Posted | filed under Weekly Reports.

With thousands more birds overhead and a day of 202 birds in the nets, September began busy for the Lesser Slave Lake Bird Observatory. The vast majority of these observations were Myrtle Warblers, but they were joined by a handful of Orange-crowned Warblers, Palm Warblers, Cedar Waxwings, and what was likely the last of the Tennessee Warblers.

You may have wondered how we manage to keep track of so many different species in the seconds it takes for them to migrate overhead. After we have identified them, how do we put that record down on paper?

Although some species names are short, recording Swainson’s Thrush, Black-and-white Warbler, Greater White-fronted Geese, or Black-throated Green Warbler would take long enough to write that we would lose track of the birds migrating overhead. Luckily we do not have to write out these full names and can reduce any species name down to just four letters.

Above: The Black-and-white Warbler can be shorted into the four-letter code of BAWW.

This coding system is widely used across North America to speed both data recording and entry into digital databases. It even allows us to band 202 birds in a day without spending an onerous amount of time simply writing the species’ names down. Using a straight-forward set of rules lets researchers figure out codes they might not have seen before and reduces the need for memorization.

 

The easiest rule is for those species that have one part to their name – just the first four letters of that name are used. For example, Mallard becomes MALL. The next rule is for species with two parts to their name. For these species, the first two letters of the first name are combined with the first two letters of the second name, so Swainson’s Thrush becomes SWTH and Lincoln’s Sparrow becomes LISP.

Slightly more difficult are species with hyphens in their names. For these species, only one letter is selected from each of the hyphenated components with the remaining space left for the unhyphenated part. Thus Black-capped Chickadee becomes BCCH, Black-and-white Warbler becomes BAWW, and Greater White-fronted Goose becomes GWFG.
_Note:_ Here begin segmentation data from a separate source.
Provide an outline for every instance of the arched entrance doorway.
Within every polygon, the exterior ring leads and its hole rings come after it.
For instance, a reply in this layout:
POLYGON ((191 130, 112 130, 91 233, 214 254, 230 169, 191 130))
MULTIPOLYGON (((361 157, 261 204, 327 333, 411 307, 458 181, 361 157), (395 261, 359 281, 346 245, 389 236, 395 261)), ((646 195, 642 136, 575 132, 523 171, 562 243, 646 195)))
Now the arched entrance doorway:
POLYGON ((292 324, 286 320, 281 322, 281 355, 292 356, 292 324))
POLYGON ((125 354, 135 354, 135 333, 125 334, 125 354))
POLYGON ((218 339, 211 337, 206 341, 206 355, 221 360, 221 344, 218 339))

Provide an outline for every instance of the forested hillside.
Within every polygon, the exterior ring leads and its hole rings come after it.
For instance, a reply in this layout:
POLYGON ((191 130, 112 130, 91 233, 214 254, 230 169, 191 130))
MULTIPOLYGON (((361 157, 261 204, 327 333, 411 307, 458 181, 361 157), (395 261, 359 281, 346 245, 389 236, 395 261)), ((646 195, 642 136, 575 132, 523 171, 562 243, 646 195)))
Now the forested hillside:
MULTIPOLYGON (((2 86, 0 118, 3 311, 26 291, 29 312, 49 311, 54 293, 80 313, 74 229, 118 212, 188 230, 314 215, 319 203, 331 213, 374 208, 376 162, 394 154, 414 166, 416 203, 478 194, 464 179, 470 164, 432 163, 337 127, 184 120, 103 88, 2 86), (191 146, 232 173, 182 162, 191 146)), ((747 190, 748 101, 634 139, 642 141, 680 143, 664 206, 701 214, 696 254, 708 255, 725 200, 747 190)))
Although these rules work for most species locally, there are exceptions. For the most part, these exceptions occur when two species would share the same four letter code and create ambiguity in the data. Both our locally breeding Black-throated Green Warbler and the more western Black-throated Gray Warbler would get the code BTGW. For clarity, the Black-throated Green Warbler is instead coded BTNW and Black-throated Gray Warbler is BTYW by using the last letter of the third parts of their name.

Above: This Northern-saw Whet Owl was the first banded in 2022. She was extra special because of her white talons which are normally uniformly black.

Although we use it daily, the need for this short-hand would not last as poor weather plagued the later half of the week to both reduce our netting efforts and to make songbird migration too difficult to undertake. However, our owl banding program has been able to run its first few nights and captured sixteen Northern Saw-whet Owls. Can you figure out their four letter code?